Mark Story

Cobb pulls win out of a hat

In an eerily silent Commonwealth Stadium, Randall Cobb was giving himself a pep talk.

The Kentucky Wildcats were in deep doo-doo.

With the Governor's Cup hanging in the balance, 131/2-point-favorite UK had unleashed a comedy of third-quarter errors (three turnovers) and blown all of a 17-7 halftime lead.

Now, only 44 seconds into the fourth quarter, Louisville — the same Louisville that saw many of its own fans mocking the Cardinals' chances of victory in the run-up to our state's marquee football game — scored to take a 20-17 lead.

On the UK sideline, Cobb unleashed a do-better talk with himself.

"I hadn't done much in the game," Kentucky's multitalented sophomore said later. "I told myself, 'This is the time I have to make plays.' "

Turns out, the Alcoa, Tenn., product is the type who keeps promises to himself.

UK fended off a determined Louisville's upset bid, 31-27, Saturday thanks in significant part to two clutch plays from Cobb while the game was on the line.

After Lexington Catholic product Justin Burke threw his first college touchdown pass to put U of L up 20-17, Kentucky was in grave danger of going three-and-out on its ensuing possession.

Facing a third-and-10 from the UK 42, quarterback Mike Hartline saw Louisville showing blitz at the line of scrimmage and checked into an outside screen to Cobb.

The 5-foot-11, 188-pound wideout caught the ball, but the Cardinals had the play sniffed out well short of the first-down marker.

As Cobb disappeared into a gaggle of U of L tacklers, an audible groan rose from the Commonwealth crowd of 70,988.

Milliseconds later, it was replaced with squeals of delight when Cobb somehow squirted down the left sideline for 28 yards.

"Huge," Kentucky Coach Rich Brooks said of the play, "because it was third-and-long, and it looked like they had him."

Kentucky running back Alfonso Smith was among those who thought Cobb was toast.

"I thought he was down, absolutely down," Smith said. "I still don't know how he got out."

It appeared, on the television replay, that Cobb got out by delivering a pretty good forearm to Louisville linebacker Brandon Heath to shake loose.

Joker Phillips, the UK head coach for offense, had an alternative explanation.

"Houdini was a magician," Phillips said. "Randall is Houdini."

Sparked by Cobb's disappearing act, Kentucky drove the field and retook the lead, 24-20, on a Derrick Locke touchdown run with 8:55 left in the game.

Yet the need for heroics from UK's magic man was not over.

First, Burke — who acquitted himself well, 15-for-28 for 245 yards and two touchdowns, in his return home — hit Trent Guy with a perfectly thrown 66-yard TD bomb to return U of L to the lead, 27-24, with 7:49 left.

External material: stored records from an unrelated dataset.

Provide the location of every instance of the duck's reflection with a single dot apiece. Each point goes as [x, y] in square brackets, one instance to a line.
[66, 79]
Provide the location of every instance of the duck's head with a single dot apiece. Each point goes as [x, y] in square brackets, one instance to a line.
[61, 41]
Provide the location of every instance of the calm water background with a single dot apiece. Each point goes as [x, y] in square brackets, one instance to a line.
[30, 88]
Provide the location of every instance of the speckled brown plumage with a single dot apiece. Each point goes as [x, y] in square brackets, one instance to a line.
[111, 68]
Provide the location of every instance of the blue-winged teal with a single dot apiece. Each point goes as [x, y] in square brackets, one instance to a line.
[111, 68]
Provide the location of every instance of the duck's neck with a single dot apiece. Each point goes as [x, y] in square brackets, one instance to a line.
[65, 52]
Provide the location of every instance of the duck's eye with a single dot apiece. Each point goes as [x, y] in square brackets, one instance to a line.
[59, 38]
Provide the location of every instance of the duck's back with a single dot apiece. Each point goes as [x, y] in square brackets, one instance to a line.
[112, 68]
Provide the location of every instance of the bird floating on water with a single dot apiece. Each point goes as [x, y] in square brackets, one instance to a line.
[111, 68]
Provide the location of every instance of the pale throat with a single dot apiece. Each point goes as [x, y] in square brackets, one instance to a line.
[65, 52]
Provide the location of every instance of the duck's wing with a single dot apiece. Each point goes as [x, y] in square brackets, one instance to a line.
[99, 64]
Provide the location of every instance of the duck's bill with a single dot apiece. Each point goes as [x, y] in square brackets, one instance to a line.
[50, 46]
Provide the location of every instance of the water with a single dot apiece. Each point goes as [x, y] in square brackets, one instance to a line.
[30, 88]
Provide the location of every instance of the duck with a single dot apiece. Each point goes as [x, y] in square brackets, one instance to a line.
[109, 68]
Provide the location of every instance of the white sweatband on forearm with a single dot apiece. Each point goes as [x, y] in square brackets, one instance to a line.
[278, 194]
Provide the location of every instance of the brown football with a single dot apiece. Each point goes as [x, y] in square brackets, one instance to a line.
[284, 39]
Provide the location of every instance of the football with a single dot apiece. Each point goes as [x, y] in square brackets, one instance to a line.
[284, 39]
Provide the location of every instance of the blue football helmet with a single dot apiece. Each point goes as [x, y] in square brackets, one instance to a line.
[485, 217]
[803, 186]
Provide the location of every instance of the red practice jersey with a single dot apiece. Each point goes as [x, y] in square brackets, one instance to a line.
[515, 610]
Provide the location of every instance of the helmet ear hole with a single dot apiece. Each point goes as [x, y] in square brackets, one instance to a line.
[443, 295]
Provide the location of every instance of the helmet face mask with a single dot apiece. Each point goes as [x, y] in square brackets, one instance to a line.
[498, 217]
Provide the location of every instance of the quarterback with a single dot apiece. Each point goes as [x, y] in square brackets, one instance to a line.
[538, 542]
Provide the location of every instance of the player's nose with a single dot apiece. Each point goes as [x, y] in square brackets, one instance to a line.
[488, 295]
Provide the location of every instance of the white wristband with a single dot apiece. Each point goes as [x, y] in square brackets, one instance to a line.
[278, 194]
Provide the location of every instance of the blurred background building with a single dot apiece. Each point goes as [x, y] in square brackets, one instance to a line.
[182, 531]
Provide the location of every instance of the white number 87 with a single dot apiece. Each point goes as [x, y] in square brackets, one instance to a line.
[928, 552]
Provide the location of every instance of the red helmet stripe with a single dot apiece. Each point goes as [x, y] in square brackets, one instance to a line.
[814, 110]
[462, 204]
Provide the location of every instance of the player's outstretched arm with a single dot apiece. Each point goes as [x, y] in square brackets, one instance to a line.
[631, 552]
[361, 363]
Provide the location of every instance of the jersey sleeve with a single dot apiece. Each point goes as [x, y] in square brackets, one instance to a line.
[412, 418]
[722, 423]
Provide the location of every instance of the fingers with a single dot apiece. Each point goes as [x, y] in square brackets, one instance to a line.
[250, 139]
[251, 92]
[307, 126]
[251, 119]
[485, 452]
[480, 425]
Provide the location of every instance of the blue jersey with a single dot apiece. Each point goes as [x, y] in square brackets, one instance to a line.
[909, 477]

Then the Cardinals' defense held, forcing a UK punt.

Trying to fair catch a short kick, Louisville's Guy instead fumbled the ball back to Kentucky at the Cardinals' 24.

After two Locke runs netted the Cats 12 yards, Hartline threw a fade pattern toward Cobb in the left corner of the end zone.

It turned out to be essentially a jump ball between Cobb and Kardell Dunning, a 6-foot U of L defensive back.

With the ball and the game hanging in the air, it was the shorter Cobb who came down with what proved to be the game-winning TD.

"Randall's really, probably, about 5-9, but he just went up and outrebounded the guy," said Phillips.

Hartline, the UK quarterback, had an explanation for how the smaller player won the ball.

"Randall is just a great athlete, man," he said. "He does special things."

In winning, UK maintained its claim on college football superiority in the commonwealth. It denied Steve Kragthorpe the program-altering victory the embattled Louisville coach so desperately needs.

Turns out, what it took to keep the Governor's Cup in Lexington for a third straight year for the first time in history was Randall Cobb's magic act when the game hung in the balance.

Pretty good pep talk Houdini gave himself.